Last Friday the pro-abortion Taoiseach, Leo Varadkar, was present in the College to launch Féile an Phobail 2018.
He signed the college visitors’ book and, during his address, promoted the abortion lobby’s designs on the north of Ireland, opining that citizens in the north should have access to same ‘rights’ as citizens in the 26 counties and Britain – including effectively so-called ‘abortion rights’.
There are other more suitable venues where Féile an Phobail 2018 could have hosted Mr Varadkar on that occasion other than St Mary’s.

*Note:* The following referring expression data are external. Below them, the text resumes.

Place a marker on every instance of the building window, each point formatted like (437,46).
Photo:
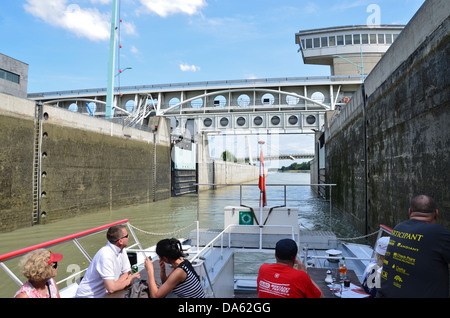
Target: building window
(308,43)
(9,76)
(364,38)
(316,42)
(332,41)
(388,38)
(348,39)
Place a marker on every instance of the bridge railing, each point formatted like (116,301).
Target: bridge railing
(189,85)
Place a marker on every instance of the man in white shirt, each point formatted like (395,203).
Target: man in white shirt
(110,270)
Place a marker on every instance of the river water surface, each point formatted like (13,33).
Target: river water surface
(174,217)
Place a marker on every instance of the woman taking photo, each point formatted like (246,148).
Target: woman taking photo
(182,280)
(39,267)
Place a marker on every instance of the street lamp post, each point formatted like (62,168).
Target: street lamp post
(111,63)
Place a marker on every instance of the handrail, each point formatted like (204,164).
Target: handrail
(14,254)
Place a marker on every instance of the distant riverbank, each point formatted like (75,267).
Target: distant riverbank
(295,171)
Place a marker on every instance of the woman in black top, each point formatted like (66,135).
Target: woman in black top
(183,280)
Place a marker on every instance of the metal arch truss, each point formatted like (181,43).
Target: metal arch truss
(178,107)
(251,118)
(243,106)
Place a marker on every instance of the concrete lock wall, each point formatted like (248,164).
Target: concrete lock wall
(407,118)
(16,161)
(87,164)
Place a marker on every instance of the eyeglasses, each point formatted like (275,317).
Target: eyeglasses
(126,236)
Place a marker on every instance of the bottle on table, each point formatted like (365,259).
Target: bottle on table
(343,268)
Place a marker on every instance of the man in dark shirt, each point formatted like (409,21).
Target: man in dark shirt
(417,258)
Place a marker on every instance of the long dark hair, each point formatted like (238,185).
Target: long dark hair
(170,248)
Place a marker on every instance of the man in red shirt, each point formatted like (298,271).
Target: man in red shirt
(282,280)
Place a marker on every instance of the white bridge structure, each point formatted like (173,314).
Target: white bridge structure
(232,107)
(251,106)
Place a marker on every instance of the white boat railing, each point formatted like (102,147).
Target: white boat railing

It is totally unacceptable that persons, no matter who they are, no matter what position they hold in society, whose views are entirely incompatible with the Church’s teaching on such a crucial moral issue as abortion, should be afforded a stage to broadcast their views in a Catholic establishment.
It is imperative that Catholic institutions, if they are to remain worthy of the name, disentangle themselves from any association with establishment figures – and any persons or organisations, whosoever and whatsoever – who promote an agenda or ideologies that cannot be reconciled in any way with what it means to be a faithful Christian and Catholic in
Fr PATRICK McCAFFERTY
A dark day in Ireland’s history
Hardly a day passes without some atrocity or injustice being brought to our attention.
On Friday May 25 the Republic was the setting for yet another disaster, as we witnessed a country hand the care of the most innocent in society over to the abortionists.
What can you say about people who would do such a shameful thing? With the world watching, what decent person would not fail to be repulsed at the singing and cheering by those celebrating the result.
Recently there has been talk of a border poll and a united Ireland. I no longer want anything to do with those in the Republic. Here in the north we are drowning in intolerance and sectarianism. We have two so-called nationalist parties who deserve nothing but contempt. Both tell us a child no longer needs a mother and a father. One party claimed to be pro-life, only for their leader to support with the pro-choice camp. What an embarrassment. There is now nowhere to go.
Friday May 25 will go down as the darkest day in this island’s history.
Coleraine Co Derry
Let God be the judge
There was a lot of discussion in the media about the various actions of priests in relation to abortion. The priests should follow the example of Jesus: ‘Judge and you shall be judged, the measure you use to judge others will be used to judge you.’ ‘Let him or her without sin throw the first stone.’ ‘Your forgiveness is dependant on your forgiveness of others.’
Let God be the judge.
Abortion is wrong because it is the taking of innocent life in all circumstances. We are judged to be alive by our heart beat. Why should the unborn child not be judged by its heart beat which starts beating 21 days after conception?
Draperstown, Co Derry
Health or safety?
Britain buys five new military striker jets costing £92m each with more on order. Our annual military budget is £46,000,000,000 – the fifth highest in the world. That’s nearly 40 times greater than our annual health budget so of course the Department of Defence could afford the ‘must have’ jets to ‘keep us safe’. Where is the money coming from? A disgraceful sense of priorities.
Rostrevor, Co Down
Expression of thanks
I want to thank everyone who united with us during Dementia Action Week (May 21-27) to help the 20,400 people in Northern Ireland living with the condition.
We’d like to thank all those people who came together to attend or run information events up and down the country, the libraries, health centres and businesses that helped spread the word that small actions combine to make a big impact for people with dementia. Thanks too to MLAs and their staff who took time to become Dementia Friends.